Ao passo que o pae assim fallava, cobria a moça fidalga de beijos e caricias maternaes, a respeitavel matrona D. Isabel de Abendanho.

--E tu, Anna, foste da mesma sorte feliz?

A timida interrogada, ficou silenciosa e interdicta...

O velho fidalgo, tomado instantaneamente de uma pallidez assustadora, alçou assim a voz:

--Padre Alvaro! Disponha immediatamente a capella d'esta casa, para uma solemne ceremonia religiosa.--Snr.
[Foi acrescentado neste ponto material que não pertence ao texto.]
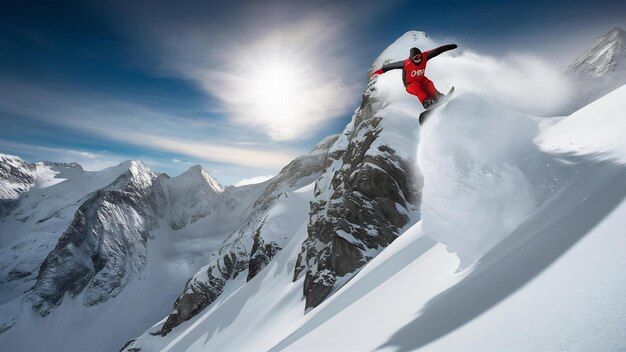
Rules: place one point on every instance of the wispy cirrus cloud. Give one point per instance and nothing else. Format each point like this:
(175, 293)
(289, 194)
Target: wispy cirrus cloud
(134, 124)
(288, 77)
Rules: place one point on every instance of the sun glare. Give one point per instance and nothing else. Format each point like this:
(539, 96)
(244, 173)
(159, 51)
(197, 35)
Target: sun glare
(279, 88)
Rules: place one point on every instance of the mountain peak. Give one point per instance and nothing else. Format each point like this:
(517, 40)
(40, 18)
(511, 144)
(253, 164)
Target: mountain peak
(607, 55)
(197, 174)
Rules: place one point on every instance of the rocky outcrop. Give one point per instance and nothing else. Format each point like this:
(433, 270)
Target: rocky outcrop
(361, 204)
(251, 247)
(16, 177)
(598, 70)
(192, 196)
(105, 246)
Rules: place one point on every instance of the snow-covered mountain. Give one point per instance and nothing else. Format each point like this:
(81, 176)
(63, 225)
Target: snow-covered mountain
(485, 229)
(600, 69)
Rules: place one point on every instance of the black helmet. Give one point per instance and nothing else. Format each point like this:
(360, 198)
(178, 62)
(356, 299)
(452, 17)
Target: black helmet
(414, 51)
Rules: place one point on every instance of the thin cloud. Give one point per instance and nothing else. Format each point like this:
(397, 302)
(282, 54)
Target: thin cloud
(253, 180)
(103, 117)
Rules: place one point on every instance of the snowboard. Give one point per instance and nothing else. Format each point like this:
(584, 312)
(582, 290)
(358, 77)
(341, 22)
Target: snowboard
(424, 115)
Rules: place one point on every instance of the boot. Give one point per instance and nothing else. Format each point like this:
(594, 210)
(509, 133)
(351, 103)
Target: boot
(428, 103)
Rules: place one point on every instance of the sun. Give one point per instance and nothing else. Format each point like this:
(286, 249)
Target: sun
(279, 89)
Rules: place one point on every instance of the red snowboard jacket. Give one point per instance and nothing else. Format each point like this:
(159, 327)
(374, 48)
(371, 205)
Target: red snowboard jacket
(411, 71)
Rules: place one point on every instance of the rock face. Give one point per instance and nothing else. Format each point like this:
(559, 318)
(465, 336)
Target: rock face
(192, 196)
(360, 205)
(105, 245)
(251, 248)
(16, 177)
(600, 69)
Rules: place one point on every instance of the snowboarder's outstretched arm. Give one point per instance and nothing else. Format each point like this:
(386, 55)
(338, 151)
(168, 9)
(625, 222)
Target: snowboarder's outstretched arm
(390, 66)
(432, 53)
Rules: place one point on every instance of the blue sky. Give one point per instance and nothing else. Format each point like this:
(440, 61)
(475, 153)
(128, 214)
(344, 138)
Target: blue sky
(186, 83)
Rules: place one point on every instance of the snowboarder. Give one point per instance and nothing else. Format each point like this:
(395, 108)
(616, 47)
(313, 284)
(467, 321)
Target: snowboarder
(413, 69)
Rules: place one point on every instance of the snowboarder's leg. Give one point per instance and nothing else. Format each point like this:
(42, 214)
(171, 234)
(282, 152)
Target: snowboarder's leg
(430, 89)
(416, 89)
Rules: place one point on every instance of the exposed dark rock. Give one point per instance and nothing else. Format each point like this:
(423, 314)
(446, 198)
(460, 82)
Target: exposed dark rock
(357, 209)
(105, 245)
(247, 249)
(204, 288)
(261, 255)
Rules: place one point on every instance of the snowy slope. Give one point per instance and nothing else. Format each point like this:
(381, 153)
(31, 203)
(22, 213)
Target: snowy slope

Arthur Soares, dê busca a todo o edificio e traga-me já aqui o infame possuidor d'este lupanar!--Anna!.. Prepare-se para o mais serio acto da sua vida, com a coragem que lhe faltou para resistir á seducção!...

Apressaram-se todos a cumprirem as ordens dadas, que bem de conhecer era o não admittirem réplicas.